LIME generates explanations by perturbing the input image and observing how the model's predictions change. This process helps visualize which parts of the image contribute most to the model’s decision.
- Objective: To enhance the interpretability of the ViT models by providing local explanations for each prediction.
- Key Insight: LIME can help identify whether the models focus on relevant facial features (such as eyes, mouth, etc.) when predicting emotions.
- Visualization: For each predicted emotion, LIME highlights the regions of the face that influenced the decision.
This thesis also integrates the fine-tuned ViT models into a real-time emotion recognition application. Using a webcam or smartphone camera, the system captures live video streams and performs real-time facial emotion detection.
- Objective: Develop a practical system for detecting facial emotions in real-time using the fine-tuned ViT models.
- Technology: The application uses OpenCV for capturing live video streams, while the ViT models process each frame to detect emotions.
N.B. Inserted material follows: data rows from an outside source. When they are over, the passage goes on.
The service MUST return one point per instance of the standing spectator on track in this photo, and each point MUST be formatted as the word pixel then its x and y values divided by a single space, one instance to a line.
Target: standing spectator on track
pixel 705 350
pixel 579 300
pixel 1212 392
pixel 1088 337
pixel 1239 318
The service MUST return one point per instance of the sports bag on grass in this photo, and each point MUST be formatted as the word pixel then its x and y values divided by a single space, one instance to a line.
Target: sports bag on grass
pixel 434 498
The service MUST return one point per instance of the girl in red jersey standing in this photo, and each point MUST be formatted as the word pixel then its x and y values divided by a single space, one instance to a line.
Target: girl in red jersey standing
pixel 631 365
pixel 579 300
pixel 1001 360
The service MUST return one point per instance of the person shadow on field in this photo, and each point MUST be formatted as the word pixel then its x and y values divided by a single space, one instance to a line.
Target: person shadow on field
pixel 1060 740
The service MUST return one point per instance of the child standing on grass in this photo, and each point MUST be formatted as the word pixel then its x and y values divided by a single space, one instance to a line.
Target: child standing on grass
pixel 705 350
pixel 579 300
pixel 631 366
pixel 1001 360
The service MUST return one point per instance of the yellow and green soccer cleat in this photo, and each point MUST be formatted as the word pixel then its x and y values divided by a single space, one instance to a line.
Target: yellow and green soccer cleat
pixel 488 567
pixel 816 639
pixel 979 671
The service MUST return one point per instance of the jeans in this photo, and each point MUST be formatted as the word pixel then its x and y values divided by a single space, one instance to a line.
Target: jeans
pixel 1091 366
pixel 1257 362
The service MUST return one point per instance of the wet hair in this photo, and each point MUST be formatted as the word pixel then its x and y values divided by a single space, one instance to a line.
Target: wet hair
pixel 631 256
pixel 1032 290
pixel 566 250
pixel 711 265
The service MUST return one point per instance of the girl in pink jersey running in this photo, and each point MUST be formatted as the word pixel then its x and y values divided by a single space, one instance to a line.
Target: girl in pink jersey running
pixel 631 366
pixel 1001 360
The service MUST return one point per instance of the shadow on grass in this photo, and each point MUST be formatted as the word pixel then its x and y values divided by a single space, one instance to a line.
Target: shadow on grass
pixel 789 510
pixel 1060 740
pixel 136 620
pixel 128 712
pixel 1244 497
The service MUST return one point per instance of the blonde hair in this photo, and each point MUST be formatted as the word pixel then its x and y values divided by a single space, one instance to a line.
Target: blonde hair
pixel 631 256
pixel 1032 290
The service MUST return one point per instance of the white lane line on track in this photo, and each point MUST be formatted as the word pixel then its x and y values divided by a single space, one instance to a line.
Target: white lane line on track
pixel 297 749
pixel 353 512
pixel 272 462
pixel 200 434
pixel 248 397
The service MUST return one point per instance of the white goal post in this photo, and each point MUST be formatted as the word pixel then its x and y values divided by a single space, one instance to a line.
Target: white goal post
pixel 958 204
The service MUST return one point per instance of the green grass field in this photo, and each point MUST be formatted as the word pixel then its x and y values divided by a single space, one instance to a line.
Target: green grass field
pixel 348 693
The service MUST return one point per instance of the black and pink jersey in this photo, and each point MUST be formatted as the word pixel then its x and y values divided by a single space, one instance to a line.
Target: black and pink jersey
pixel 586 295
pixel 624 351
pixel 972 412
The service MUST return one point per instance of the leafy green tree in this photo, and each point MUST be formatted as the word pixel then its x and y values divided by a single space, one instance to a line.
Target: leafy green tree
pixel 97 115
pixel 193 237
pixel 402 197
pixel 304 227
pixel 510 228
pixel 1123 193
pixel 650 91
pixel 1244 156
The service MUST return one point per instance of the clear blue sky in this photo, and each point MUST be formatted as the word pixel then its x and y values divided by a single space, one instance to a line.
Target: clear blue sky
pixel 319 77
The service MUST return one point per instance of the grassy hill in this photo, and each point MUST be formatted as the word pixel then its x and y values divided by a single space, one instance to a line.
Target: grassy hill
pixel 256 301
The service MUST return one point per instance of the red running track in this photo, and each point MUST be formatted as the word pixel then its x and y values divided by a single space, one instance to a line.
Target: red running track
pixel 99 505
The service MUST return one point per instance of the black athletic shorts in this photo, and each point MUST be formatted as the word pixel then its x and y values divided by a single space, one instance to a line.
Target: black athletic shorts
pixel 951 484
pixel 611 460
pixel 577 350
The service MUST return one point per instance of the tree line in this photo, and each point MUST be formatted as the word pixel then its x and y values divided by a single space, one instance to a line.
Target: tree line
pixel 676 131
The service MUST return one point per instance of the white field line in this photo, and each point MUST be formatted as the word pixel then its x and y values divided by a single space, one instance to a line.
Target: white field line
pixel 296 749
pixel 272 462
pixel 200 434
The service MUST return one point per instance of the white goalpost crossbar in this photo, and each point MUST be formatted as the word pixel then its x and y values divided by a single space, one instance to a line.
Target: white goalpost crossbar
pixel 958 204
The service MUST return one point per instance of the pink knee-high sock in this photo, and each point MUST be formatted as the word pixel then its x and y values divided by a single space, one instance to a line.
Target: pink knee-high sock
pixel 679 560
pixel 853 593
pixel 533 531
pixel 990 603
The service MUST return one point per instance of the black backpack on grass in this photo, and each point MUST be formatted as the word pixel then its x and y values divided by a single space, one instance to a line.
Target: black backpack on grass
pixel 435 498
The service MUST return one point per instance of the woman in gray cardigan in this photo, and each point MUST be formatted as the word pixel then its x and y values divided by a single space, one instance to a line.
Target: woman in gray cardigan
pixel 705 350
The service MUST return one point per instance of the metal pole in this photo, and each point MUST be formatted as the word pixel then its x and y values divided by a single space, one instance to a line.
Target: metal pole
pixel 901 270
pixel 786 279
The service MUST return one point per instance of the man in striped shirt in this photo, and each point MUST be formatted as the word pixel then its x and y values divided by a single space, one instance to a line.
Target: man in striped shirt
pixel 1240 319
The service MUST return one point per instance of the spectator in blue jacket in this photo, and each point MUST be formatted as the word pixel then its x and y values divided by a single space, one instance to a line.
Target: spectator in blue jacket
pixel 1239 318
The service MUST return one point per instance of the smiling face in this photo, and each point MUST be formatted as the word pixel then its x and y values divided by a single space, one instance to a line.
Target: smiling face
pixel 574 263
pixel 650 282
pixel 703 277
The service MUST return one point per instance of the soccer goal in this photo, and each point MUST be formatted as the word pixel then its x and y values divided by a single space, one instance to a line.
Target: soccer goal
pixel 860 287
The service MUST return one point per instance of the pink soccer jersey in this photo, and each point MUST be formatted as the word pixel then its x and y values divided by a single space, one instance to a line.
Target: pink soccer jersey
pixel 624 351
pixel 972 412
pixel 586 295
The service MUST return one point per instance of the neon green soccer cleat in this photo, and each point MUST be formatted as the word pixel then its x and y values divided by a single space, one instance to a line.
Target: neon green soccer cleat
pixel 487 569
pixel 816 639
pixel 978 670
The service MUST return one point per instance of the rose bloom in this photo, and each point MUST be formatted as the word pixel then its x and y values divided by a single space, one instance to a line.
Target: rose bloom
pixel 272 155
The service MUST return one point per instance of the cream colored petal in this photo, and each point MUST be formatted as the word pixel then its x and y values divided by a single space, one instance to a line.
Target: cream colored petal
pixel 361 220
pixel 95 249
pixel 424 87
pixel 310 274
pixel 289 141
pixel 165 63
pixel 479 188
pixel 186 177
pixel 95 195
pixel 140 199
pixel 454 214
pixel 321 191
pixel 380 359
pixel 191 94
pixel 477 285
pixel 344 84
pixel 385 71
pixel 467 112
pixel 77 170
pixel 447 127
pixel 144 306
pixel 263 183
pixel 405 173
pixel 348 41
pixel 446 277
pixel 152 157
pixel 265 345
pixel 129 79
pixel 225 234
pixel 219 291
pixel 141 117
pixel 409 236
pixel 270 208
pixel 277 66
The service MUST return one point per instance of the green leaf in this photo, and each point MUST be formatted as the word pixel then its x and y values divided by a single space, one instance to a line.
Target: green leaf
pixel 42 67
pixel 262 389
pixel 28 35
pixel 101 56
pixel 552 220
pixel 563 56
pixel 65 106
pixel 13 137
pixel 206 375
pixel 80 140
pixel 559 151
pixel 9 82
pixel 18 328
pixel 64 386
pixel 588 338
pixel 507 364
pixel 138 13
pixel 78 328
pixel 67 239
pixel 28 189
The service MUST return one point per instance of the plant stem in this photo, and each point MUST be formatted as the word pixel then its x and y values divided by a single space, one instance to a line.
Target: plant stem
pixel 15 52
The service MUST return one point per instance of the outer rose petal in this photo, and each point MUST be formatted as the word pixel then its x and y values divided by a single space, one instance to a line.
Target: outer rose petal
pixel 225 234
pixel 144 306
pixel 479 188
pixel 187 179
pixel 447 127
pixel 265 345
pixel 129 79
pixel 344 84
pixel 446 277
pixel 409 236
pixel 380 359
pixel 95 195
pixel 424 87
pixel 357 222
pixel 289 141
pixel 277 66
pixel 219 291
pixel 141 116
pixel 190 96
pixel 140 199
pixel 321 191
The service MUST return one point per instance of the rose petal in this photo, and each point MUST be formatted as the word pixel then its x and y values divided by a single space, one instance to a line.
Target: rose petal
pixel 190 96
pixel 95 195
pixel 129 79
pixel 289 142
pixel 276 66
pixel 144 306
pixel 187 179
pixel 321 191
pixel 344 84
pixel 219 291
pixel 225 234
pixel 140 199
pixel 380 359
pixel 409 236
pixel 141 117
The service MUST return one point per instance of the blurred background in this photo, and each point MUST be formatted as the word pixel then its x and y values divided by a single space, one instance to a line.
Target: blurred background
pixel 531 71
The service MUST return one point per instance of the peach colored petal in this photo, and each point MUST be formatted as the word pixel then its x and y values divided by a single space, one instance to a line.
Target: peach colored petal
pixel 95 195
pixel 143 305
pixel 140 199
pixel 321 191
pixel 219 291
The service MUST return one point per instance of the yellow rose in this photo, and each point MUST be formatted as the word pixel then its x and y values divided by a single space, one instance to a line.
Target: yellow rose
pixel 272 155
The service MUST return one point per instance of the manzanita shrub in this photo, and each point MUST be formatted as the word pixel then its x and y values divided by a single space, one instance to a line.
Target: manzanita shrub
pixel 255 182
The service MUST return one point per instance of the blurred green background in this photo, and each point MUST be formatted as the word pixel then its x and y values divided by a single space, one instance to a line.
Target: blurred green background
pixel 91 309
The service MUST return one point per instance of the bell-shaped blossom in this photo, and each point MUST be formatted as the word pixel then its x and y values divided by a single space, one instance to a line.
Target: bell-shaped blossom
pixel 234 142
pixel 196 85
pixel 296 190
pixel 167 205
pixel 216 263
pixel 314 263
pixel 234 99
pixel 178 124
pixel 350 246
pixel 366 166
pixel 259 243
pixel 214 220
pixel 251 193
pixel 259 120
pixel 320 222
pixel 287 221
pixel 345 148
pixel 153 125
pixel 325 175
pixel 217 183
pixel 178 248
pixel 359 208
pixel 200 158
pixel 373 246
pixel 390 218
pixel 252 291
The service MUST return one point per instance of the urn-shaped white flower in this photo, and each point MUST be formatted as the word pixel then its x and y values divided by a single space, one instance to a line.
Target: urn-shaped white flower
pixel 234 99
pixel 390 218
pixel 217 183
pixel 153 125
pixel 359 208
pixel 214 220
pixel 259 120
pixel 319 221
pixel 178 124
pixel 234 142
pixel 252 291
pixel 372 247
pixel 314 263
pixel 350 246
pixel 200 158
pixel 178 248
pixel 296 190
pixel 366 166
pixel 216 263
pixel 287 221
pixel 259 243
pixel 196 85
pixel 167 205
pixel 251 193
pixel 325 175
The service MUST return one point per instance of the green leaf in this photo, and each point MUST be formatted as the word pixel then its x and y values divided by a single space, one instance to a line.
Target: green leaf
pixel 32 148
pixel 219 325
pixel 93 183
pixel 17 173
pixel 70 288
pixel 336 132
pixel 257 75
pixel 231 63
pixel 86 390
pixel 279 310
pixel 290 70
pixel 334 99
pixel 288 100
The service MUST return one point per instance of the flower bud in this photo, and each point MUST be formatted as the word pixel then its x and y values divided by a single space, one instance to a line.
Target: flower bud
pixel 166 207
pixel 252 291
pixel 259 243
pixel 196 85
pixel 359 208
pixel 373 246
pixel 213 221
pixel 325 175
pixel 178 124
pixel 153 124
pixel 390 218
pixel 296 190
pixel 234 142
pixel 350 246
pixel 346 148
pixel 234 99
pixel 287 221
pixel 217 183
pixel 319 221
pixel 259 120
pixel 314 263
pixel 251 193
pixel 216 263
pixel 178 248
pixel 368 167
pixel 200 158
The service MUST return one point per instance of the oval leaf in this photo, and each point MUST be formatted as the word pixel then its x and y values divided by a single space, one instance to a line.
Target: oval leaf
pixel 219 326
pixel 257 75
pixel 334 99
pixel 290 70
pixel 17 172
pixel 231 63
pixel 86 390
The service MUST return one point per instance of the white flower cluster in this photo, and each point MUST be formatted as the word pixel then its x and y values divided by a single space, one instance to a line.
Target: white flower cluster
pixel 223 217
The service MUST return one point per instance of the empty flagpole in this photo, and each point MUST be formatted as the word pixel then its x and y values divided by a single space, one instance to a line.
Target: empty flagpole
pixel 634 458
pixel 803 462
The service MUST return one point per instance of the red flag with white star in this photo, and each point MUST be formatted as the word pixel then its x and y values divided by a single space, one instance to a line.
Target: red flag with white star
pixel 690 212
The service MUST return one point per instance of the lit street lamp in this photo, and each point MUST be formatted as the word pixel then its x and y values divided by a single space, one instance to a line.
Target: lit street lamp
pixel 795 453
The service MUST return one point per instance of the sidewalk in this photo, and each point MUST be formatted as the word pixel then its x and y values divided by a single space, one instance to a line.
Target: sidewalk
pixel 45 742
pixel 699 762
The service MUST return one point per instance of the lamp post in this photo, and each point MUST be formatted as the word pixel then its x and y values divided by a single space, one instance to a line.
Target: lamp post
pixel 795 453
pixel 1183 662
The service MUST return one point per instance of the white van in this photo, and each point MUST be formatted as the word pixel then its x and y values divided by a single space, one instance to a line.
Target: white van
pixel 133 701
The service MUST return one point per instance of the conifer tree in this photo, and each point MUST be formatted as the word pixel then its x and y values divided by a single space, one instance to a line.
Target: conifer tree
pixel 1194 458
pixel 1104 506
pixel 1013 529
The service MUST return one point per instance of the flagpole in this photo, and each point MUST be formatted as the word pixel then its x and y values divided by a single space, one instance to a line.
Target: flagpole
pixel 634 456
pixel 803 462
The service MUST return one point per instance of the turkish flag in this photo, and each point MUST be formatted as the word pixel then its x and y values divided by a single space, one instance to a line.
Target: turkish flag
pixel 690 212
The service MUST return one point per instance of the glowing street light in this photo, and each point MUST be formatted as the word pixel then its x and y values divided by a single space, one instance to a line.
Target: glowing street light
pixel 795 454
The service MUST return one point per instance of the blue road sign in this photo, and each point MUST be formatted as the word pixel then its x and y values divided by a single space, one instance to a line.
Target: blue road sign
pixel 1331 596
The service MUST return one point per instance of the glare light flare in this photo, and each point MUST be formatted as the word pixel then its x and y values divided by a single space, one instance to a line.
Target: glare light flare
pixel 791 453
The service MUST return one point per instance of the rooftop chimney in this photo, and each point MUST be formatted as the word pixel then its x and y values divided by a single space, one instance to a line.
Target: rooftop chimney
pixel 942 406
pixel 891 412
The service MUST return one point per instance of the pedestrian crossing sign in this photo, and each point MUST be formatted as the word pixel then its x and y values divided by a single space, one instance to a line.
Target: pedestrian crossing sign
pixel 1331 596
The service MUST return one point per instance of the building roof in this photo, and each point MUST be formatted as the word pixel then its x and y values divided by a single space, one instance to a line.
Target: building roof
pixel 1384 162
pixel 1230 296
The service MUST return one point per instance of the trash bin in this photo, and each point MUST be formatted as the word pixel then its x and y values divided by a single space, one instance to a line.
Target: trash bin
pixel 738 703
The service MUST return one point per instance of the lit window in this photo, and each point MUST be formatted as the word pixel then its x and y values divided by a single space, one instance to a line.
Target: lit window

- Models: The user can select between different models (DeiT, ViTCN, CeiT, CvT), each with pre-trained weights, and start the real-time emotion detection process.
- Explainability: For each prediction, the system can also generate a LIME explanation in real-time to show the user which facial features the model focused on.
For each model, the following results are presented:
- Training/Validation Loss and Accuracy Graphs: These graphs provide insights into model convergence and overfitting.
- Classification Reports: Detailed reports showcasing precision, recall, and F1-score across all emotion classes.
- Confusion Matrices: Visual representation of true positives, false positives, and false negatives for all emotion categories.
- LIME Explainability Results: Visualization and explanation of specific model predictions, showing which parts of the image influenced the model's decision.
This README provides a comprehensive evaluation of four models trained for facial emotion recognition. Key results such as training performance, classification metrics, confusion matrices, and model explainability using LIME have been included to compare and contrast model behavior. Further refinements could be implemented to optimize real-time performance for facial emotion detection applications.